Japan is marking the 72nd anniversary of the country's surrender in World War II on August 15, 1945. The official annual ceremony commemorating the end of the war was attended by Japanese Prime Minister Shinzo Abe as well as Emperor Akihito.
"After the war, our country has consistently taken steps as a country that abhors war and treasures peace, and has made efforts to promote the peace and prosperity of the world," Abe said at the national ceremony to honor war dead.
"We intend to keep this immovable policy firmly, throughout the ages, while facing history with humility," he added.
On Tuesday, a member of the Liberal Democratic Party (LDP) said Abe, who did not make an appearance, sent a cash donation – in the capacity as leader of the party – to controversial Yasukuni Shrine.
Masahiko Shibayama, an aide to Abe, made the donation on his behalf. The donation, Shibayama said, came from Abe's personal funds, according to Nippon TV.
"Upon direction from (LDP) President Abe, I offered my condolences to the ancestors who sacrificed their lives in the war and reaffirmed my commitment to eternal peace," the aide told reporters.
State Minister for Foreign Affairs Masahisa Sato, an LDP member, and more than 60 lawmakers, led by former health minister Hidehisa Otsuji, visited the shrine.
Former Internal Affairs Minister Sanae Takaichi was among a group of 55 LDP lawmakers. In addition, three members of the Democratic Party, two members of the Japan Innovation Party and one member of the Party for Japanese Kokoro were also in attendance.

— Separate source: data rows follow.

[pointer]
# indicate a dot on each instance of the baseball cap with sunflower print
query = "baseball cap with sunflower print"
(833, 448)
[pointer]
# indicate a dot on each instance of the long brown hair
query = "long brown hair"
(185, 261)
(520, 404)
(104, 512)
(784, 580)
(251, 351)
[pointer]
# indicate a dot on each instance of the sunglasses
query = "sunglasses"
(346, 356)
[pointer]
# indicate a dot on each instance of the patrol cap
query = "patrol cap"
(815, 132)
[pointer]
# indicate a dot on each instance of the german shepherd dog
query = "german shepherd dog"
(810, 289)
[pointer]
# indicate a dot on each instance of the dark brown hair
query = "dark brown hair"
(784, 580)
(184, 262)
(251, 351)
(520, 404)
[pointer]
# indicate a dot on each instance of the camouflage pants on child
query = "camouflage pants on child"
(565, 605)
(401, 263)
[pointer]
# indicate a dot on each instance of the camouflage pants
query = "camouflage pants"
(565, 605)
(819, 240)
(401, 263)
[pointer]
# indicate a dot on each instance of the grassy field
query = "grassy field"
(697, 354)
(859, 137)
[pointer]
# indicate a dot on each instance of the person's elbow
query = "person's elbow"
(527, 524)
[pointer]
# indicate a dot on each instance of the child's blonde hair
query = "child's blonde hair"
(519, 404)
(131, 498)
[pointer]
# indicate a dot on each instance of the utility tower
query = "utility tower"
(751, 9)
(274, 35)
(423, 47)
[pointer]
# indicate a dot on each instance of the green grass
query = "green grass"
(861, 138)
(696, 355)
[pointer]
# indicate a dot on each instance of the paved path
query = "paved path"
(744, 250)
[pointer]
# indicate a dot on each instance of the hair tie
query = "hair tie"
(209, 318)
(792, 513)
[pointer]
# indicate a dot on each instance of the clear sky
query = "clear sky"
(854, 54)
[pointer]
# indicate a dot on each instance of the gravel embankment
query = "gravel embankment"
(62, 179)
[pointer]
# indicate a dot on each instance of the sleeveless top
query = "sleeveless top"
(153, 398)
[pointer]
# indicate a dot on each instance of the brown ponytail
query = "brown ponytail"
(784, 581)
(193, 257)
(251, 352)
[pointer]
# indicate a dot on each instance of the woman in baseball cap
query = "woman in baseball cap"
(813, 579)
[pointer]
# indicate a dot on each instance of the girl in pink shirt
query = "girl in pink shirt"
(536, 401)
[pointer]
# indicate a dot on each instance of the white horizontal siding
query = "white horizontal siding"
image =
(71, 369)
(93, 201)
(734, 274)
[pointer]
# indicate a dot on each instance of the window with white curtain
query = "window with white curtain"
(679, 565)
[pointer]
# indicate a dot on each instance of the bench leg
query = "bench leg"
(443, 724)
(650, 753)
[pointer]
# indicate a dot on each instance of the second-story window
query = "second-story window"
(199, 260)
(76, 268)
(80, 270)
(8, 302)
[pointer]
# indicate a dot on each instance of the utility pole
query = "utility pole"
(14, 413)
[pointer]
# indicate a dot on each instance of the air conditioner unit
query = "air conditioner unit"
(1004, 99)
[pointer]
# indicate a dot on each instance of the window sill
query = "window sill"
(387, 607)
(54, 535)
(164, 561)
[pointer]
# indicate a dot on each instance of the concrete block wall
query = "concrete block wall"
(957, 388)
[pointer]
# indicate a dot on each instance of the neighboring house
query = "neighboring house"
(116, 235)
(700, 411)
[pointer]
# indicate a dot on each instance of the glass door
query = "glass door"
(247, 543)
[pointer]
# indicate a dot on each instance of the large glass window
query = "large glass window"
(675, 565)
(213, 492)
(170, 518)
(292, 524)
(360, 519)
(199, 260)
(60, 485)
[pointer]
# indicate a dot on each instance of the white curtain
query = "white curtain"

Ex-Defense Minister Tomomi Inada visited separately from the group.
Abe's only visit as prime minister ruffled feathers in China and South Korea and the United States. The prime minister, who has expressed the desire to see Japan's pacifist constitution amended, last visited the shrine in December 2013.
Tokyo has actively pursued alliances with Beijing and Seoul regarding North Korea's nuclear and missile programs. As recent as last week, Pyongyang threatened to test-fire missiles toward the U.S. Pacific island territory of Guam, following U.S. President Donald Trump's promise of "fire and fury".
But, in a late twist, North Korea President Kim Jong-un said he will delay plans to launch the missile.
The shrine commemorates millions of Japanese war dead. But receives significant criticism for also enshrining senior military and political figures who have been convicted of war crimes by an international tribunal.
As the country marks the anniversary of its defeat in World War II, several lawmakers flock to the shrine, notably LDP member and former defense minister Tomomi Inada.
Some conservative officials say the pilgrimages to the shrine are a chance to console the spirits of the dead and pray for peace. But North and South Korea and China consider them painful reminders of Japanese colonialism and invasion during the early 20th century.